The present disclosure generally relates to utility distribution, and in particular, to a system and associated method for automated correction of geographic information system data for loads and distributed energy resources in secondary distribution networks.
Due to the recent emphasis on a more accurate representation of the electric distribution grid, several utilities now have extensive geographic information system (GIS) databases on distribution feeder equipment and conductor segments. These GIS databases have the ability to manage great amounts of geographical data constructed with spatial information obtained from expensive and labor-intensive manual work. By leveraging these GIS databases, more accurate distribution feeder models can be developed to address the needs of the utilities to improve distribution system modeling for future smart distribution systems. However, there are significant errors found in the GIS models of the secondary distribution circuits, which need to be resolved before using advanced power system GIS analysis strategies. At the same time, the continued increased number of distributed energy resources (DERs) and advanced metering infrastructure (AMI) placed in the secondary feeder, and data acquisition systems (DAS) placed in the distribution system can further complicate the secondary distribution feeder's GIS model generating more errors. Some of these errors in the GIS data include erroneous geographical location of elements, mismatched element parameters, and incorrect network connectivity. These errors impact the management, maintenance, response, and operation of the distribution system.
Many utilities are making efforts to reduce the errors in the GIS databases. These efforts include standard operating procedures to update changes associated to system assets in the field, as well as line inspection patrols to correct topology errors. However, little effort is being directed towards increasing the accuracy of the coordinate locations of elements such as loads and photovoltaic (PV) systems in the GIS databases. A correct set of coordinates for these elements is essential to obtain a more accurate representation of the secondary lines which connect the loads and distribution transformers as well as to correlate field measurements from AMI and DAS databases with their physical location in the feeder.
It is with these observations in mind, among others, that various aspects of the present disclosure were conceived and developed.
The patent or application file contains at least one drawing executed in color. Copies of this patent or patent application publication with color drawing(s) will be provided by the Office upon request and payment of the necessary fee.

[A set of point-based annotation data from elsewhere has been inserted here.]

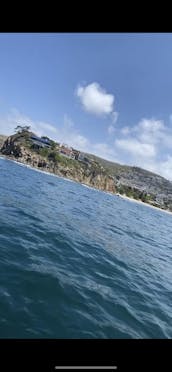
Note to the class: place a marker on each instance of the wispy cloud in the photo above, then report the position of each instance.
(96, 100)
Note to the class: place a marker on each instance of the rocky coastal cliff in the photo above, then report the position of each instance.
(133, 182)
(18, 148)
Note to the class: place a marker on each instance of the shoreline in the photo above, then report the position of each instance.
(142, 203)
(88, 186)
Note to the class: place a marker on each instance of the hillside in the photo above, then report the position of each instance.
(133, 182)
(2, 139)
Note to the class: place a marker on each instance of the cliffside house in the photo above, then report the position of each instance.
(82, 157)
(66, 151)
(40, 142)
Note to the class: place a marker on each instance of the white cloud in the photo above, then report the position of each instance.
(125, 130)
(95, 100)
(111, 129)
(136, 148)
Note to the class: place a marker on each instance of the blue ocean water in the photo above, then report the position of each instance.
(79, 263)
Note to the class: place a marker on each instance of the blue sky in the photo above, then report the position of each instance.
(108, 94)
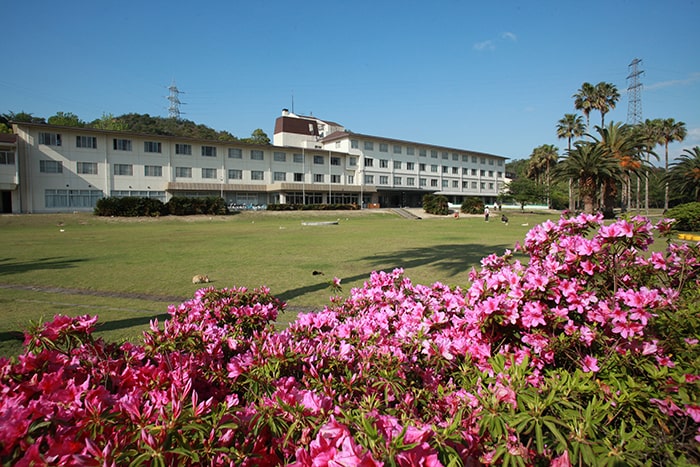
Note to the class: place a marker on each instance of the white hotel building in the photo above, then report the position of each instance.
(47, 168)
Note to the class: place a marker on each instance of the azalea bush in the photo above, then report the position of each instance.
(585, 354)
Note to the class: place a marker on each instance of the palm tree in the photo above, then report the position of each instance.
(588, 164)
(685, 173)
(569, 127)
(670, 131)
(620, 144)
(584, 100)
(606, 97)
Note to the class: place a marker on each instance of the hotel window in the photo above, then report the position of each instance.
(123, 169)
(50, 139)
(7, 158)
(87, 168)
(153, 171)
(50, 167)
(121, 144)
(183, 149)
(183, 172)
(86, 142)
(208, 151)
(151, 146)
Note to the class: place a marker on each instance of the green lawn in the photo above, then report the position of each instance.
(129, 270)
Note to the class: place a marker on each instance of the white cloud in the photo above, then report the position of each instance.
(485, 45)
(674, 82)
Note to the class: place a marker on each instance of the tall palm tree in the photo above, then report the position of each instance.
(620, 144)
(588, 164)
(606, 97)
(584, 100)
(685, 173)
(669, 131)
(570, 127)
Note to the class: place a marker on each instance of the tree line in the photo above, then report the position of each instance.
(136, 123)
(609, 167)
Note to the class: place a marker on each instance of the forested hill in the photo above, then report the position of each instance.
(136, 123)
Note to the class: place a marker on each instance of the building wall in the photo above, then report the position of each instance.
(66, 168)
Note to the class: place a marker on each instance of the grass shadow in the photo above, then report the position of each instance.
(8, 267)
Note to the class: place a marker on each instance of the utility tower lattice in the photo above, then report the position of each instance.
(634, 93)
(174, 108)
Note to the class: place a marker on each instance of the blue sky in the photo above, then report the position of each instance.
(487, 76)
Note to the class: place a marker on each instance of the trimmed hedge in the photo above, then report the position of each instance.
(686, 216)
(312, 207)
(132, 206)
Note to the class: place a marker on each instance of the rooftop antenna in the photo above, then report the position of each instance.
(174, 108)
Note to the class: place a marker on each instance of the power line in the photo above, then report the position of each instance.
(634, 93)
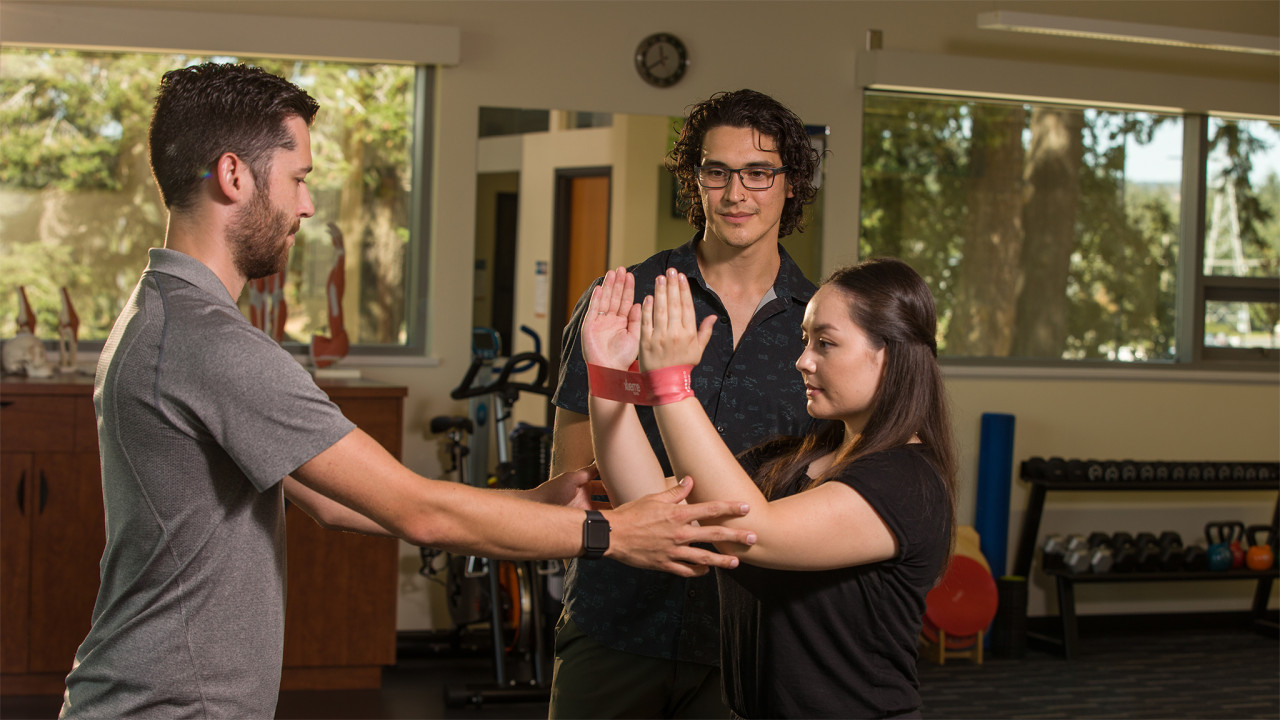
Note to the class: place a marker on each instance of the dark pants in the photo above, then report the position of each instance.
(593, 680)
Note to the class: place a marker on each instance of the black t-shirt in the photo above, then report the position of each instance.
(840, 643)
(752, 393)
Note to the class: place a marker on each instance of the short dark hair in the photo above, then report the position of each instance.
(766, 115)
(206, 110)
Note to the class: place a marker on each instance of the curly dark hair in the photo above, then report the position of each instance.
(766, 115)
(206, 110)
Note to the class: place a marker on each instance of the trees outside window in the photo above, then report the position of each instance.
(1054, 233)
(78, 208)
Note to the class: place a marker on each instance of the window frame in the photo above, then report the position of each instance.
(424, 46)
(1193, 99)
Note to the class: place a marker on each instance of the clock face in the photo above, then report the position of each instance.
(662, 59)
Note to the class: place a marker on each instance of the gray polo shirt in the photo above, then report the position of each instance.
(199, 415)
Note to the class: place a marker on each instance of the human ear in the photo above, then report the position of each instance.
(233, 177)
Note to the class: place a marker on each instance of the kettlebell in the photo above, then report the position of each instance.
(1219, 551)
(1235, 541)
(1260, 555)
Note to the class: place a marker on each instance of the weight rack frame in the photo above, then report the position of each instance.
(1065, 579)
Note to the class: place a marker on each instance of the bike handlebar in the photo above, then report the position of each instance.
(516, 363)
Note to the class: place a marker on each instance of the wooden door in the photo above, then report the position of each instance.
(580, 247)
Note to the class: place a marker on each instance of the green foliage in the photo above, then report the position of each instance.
(923, 156)
(78, 206)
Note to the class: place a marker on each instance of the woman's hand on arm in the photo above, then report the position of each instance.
(823, 528)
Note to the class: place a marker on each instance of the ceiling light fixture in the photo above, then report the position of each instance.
(1130, 32)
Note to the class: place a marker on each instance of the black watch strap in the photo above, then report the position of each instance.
(595, 534)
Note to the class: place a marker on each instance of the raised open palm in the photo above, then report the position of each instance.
(611, 329)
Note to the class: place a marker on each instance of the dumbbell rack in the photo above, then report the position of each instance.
(1066, 579)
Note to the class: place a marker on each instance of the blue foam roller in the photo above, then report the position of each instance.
(995, 481)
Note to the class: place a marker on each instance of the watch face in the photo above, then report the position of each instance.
(662, 59)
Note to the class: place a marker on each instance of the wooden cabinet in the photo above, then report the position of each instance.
(339, 623)
(51, 531)
(341, 613)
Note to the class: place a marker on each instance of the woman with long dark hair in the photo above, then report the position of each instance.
(854, 522)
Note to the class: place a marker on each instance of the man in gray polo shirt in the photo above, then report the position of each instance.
(205, 427)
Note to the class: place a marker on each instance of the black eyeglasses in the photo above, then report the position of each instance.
(713, 177)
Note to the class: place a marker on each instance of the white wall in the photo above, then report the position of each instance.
(577, 55)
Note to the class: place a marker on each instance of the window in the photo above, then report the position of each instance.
(1059, 232)
(78, 206)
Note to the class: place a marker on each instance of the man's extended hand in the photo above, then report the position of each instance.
(656, 532)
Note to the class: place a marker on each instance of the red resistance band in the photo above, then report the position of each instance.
(653, 387)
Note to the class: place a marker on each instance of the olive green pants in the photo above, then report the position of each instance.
(593, 680)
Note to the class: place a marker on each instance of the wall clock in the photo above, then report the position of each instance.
(662, 59)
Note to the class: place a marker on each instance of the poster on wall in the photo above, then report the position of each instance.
(540, 288)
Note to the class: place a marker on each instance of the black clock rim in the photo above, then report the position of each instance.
(681, 53)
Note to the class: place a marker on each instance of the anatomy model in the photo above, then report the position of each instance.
(327, 350)
(23, 352)
(68, 333)
(266, 308)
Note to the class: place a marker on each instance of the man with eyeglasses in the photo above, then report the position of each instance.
(634, 643)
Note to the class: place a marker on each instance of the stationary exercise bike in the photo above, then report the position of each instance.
(515, 592)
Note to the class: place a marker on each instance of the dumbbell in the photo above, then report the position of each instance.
(1055, 469)
(1077, 472)
(1196, 557)
(1033, 468)
(1124, 552)
(1101, 559)
(1162, 472)
(1066, 552)
(1148, 552)
(1093, 470)
(1128, 470)
(1171, 551)
(1110, 472)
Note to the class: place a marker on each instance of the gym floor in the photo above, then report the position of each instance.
(1212, 670)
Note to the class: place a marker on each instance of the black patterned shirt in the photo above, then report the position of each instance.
(750, 393)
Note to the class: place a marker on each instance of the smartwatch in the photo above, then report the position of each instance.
(595, 534)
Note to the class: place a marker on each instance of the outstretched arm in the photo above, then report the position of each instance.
(654, 532)
(611, 336)
(823, 528)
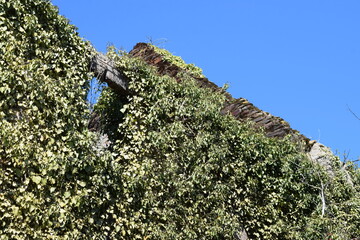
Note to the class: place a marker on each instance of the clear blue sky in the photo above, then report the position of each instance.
(299, 60)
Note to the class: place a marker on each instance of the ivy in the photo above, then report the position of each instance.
(177, 168)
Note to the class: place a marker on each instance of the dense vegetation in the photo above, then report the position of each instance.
(176, 169)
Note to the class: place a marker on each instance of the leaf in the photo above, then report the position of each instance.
(36, 179)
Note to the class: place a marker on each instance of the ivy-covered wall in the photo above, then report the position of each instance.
(177, 167)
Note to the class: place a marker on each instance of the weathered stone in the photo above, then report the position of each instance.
(105, 70)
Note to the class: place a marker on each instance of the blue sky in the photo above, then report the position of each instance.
(299, 60)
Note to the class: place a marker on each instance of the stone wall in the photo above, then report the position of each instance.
(240, 108)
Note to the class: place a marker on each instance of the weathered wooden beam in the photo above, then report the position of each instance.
(105, 70)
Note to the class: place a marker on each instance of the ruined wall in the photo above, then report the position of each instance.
(240, 108)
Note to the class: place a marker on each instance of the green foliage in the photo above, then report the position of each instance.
(190, 172)
(177, 61)
(177, 168)
(49, 175)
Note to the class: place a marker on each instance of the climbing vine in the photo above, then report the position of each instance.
(176, 168)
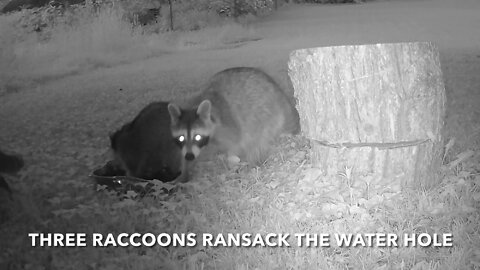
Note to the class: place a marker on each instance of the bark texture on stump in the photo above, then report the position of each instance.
(377, 108)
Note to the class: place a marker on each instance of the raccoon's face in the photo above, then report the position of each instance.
(191, 129)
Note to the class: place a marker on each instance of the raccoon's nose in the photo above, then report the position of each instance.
(189, 156)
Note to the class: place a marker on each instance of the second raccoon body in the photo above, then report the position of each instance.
(145, 148)
(242, 110)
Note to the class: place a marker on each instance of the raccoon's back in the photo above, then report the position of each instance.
(145, 145)
(249, 99)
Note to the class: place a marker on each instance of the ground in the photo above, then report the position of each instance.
(61, 125)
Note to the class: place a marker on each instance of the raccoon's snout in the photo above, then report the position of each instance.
(189, 156)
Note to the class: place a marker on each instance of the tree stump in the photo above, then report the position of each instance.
(378, 109)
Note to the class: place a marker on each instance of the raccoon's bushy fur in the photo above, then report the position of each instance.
(145, 147)
(243, 110)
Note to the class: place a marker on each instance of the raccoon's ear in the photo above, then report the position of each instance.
(204, 109)
(174, 112)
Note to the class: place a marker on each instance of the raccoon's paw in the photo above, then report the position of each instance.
(232, 162)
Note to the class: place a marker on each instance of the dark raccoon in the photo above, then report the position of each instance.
(145, 148)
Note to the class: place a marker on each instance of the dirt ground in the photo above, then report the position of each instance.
(61, 126)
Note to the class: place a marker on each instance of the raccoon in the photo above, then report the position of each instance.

Corresponding reference characters indicate corresponding elements among the view of the drawings. The headings used in the figures do not limit the scope of the claims.
A system and associated methods for automated secondary network topology construction are disclosed herein. The system provides an accurate distribution system topology by assigning loads and distributed energy resource (DER) nodes of a power distribution framework to their corresponding geographic customer locations. The system reads and processes raw data from the power distribution framework, and uses a nested clustering method paired with an optimization method to assign the loads and DER nodes to their corresponding customer parcel. In one aspect, the system can export a (“.csv”) file with meter locations represented by coordinates and their physical address.
In one aspect, the system provides a three-stage framework including a data processing stage, a topology construction stage, and an output stage. In a further aspect, the system uses a series of load clustering and optimization methods to correct geographic information system (GIS) coordinates of loads and DER nodes. In yet another aspect, the system uses commonly available inputs as input data to provide optimal locations for loads and DER nodes of the power distribution framework without requiring additional data collection.
The present approach reads and processes the raw data, then uses a nested density-based spatial clustering (DBSC) method to cluster the load and DER nodes that correspond to the same customer to provide a single set of coordinates per customer. The procedure then uses an optimization method to assign the clusters to their corresponding customer parcel. The output of this system can include a comma-separated-value file (“.csv”) with meter locations in coordinates and their physical addresses.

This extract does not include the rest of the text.